The Mellowing of James Lovelock

At a gathering of the Royal Society, James Lovelock professed his admiration for the climate-change sceptics. “I think the sceptics have kept us sane. They have been a breath of fresh air. The science of climate change was rapidly morphing into a fundamentalist New Age religion. Anyway, the role of sceptics in the advance of science is crucial and they should never be simply brushed aside.”

Lovelock places great emphasis on proof. The climate change projections by the Meteorological Office’s Hadley Centre were clearly flawed and the models had been pressed beyond their limit of competence. “How”, asks Lovelock, “can we predict the climate 50 or 100 years ahead when there is so much that we do not know?
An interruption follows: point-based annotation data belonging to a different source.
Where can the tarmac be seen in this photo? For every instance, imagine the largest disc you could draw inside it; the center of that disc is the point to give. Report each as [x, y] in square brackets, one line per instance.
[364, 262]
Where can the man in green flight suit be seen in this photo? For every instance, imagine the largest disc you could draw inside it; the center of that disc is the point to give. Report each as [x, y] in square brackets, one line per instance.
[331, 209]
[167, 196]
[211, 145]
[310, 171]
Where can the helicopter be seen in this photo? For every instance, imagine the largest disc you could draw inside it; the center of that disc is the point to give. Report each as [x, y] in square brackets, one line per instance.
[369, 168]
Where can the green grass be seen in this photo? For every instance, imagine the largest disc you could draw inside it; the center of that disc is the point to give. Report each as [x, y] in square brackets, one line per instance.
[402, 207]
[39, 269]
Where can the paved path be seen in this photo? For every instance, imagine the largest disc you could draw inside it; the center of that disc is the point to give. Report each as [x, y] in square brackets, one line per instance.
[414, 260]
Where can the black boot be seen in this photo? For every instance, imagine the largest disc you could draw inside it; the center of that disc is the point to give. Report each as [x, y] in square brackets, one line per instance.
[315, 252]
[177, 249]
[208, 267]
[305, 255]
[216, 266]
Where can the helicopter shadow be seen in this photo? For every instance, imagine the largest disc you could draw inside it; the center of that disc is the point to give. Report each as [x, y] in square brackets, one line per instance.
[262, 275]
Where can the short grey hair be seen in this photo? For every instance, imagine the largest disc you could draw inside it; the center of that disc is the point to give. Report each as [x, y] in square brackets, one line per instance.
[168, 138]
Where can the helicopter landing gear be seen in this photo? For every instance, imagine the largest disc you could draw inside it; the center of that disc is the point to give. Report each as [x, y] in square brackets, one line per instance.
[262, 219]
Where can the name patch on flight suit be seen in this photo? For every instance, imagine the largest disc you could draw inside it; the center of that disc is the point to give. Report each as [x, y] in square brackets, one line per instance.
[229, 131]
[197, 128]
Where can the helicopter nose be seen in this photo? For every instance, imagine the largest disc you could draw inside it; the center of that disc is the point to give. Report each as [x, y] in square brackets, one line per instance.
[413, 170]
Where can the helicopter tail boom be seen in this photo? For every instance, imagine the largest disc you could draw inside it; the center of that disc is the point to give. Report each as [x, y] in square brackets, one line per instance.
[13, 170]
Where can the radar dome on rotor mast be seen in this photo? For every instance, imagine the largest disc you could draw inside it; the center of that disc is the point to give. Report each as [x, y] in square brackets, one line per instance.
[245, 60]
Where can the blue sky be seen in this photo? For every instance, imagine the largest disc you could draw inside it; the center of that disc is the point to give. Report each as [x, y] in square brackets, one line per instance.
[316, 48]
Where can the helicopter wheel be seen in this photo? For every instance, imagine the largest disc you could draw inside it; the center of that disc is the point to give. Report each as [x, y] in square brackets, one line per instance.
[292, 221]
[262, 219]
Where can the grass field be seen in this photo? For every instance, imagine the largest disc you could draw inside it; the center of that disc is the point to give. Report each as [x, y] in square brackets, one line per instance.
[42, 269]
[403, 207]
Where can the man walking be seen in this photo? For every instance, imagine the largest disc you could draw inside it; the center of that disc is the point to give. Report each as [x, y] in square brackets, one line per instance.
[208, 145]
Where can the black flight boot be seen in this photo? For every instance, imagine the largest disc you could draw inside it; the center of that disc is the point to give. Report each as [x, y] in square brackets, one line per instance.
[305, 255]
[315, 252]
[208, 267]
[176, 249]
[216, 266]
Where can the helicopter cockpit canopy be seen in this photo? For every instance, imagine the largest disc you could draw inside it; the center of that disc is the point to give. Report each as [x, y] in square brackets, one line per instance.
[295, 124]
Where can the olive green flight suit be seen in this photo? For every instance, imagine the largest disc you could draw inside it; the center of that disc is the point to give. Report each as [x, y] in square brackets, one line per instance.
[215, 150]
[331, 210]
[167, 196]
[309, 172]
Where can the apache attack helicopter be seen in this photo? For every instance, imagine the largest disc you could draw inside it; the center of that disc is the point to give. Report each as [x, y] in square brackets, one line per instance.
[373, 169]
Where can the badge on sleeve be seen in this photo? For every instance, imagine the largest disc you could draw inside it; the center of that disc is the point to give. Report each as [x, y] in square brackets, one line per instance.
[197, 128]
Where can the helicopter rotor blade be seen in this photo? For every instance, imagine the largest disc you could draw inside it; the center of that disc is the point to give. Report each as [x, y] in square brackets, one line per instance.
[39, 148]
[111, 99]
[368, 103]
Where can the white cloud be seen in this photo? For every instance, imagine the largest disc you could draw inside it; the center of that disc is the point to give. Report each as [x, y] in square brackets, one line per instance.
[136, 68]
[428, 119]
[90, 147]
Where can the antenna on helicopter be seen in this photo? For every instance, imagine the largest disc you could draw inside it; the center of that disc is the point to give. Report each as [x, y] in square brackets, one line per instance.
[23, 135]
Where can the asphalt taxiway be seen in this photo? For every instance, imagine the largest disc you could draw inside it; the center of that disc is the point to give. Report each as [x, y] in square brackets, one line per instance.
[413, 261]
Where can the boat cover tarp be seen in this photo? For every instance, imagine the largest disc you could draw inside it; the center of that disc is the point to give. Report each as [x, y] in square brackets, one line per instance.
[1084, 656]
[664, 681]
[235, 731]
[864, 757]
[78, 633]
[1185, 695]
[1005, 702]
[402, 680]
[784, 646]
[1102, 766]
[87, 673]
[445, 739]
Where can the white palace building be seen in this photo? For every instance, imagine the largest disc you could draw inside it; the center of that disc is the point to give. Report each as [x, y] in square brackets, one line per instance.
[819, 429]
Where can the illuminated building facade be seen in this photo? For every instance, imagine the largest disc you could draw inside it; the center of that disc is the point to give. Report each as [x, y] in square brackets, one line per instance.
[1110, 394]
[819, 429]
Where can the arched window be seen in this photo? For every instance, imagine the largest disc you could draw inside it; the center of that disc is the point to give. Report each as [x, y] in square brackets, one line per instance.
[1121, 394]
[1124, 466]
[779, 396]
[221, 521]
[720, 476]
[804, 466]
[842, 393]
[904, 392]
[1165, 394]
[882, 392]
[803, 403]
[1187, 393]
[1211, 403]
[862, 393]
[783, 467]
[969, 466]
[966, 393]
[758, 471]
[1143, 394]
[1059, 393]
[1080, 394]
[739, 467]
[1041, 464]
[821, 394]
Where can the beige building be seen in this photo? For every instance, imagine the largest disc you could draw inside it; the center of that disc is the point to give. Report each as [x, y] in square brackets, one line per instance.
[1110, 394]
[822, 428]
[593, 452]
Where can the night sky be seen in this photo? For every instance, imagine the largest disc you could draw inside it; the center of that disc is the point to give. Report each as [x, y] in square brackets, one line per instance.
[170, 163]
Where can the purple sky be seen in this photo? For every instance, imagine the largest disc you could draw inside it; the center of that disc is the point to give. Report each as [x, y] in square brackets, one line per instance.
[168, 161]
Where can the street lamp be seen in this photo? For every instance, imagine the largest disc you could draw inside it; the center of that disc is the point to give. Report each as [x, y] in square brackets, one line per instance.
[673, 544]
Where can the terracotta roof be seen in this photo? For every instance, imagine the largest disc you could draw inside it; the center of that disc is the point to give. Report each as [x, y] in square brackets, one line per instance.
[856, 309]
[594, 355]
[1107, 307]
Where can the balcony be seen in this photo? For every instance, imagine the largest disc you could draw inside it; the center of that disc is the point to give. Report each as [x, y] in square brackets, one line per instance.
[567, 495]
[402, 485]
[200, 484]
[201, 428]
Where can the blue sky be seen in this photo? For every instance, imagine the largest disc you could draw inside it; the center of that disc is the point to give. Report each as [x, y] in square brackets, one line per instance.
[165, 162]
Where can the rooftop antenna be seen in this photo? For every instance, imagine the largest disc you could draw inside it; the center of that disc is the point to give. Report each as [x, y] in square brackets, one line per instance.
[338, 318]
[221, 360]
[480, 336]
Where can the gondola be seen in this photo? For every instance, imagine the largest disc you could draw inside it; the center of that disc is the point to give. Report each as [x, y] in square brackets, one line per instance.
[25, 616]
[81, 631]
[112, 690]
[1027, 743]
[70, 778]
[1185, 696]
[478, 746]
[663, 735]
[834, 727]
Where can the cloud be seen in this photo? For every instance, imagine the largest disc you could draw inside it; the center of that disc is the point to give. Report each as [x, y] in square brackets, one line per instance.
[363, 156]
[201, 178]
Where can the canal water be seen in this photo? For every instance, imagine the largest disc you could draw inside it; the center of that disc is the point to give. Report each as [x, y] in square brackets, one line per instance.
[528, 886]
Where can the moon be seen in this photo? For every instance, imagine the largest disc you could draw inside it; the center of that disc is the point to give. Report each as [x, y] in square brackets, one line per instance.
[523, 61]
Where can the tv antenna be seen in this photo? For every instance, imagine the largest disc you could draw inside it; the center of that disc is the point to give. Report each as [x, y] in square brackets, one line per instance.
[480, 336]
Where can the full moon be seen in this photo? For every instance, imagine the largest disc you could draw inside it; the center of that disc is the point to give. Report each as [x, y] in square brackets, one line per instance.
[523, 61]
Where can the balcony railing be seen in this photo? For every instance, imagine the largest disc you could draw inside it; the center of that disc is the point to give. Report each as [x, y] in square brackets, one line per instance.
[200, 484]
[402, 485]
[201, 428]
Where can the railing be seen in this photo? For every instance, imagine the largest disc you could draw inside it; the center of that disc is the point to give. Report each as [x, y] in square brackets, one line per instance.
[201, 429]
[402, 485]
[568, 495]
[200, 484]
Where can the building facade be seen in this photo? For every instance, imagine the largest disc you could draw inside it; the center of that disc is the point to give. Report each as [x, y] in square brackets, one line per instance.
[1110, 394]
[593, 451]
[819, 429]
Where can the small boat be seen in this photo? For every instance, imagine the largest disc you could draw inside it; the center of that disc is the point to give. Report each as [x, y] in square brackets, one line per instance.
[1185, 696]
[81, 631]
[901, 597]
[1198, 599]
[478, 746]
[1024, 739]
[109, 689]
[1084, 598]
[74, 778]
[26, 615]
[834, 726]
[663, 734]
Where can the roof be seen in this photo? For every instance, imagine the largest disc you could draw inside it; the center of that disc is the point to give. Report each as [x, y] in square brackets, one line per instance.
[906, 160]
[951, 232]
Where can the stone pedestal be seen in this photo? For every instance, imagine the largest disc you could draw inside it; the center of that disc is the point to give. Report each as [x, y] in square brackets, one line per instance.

It is simply embarrassing to hear all these unlikely scenarios trotted out as if they were infallible. It makes everyone involved with climate science look silly.”

In the past, he admitted, he had got carried away and claimed that temperature rises could threaten human civilisation within the lifetime of our grandchildren. He no longer believed such apocalyptic stuff and now had more respect for uncertainties and dismissed as “unhelpful” the 95% probabilities preached by some of the zealots. “We don’t know what’s going to happen so we should enjoy life and do what lies to our hand. For example, in Britain, we could certainly do with more nuclear reactors.”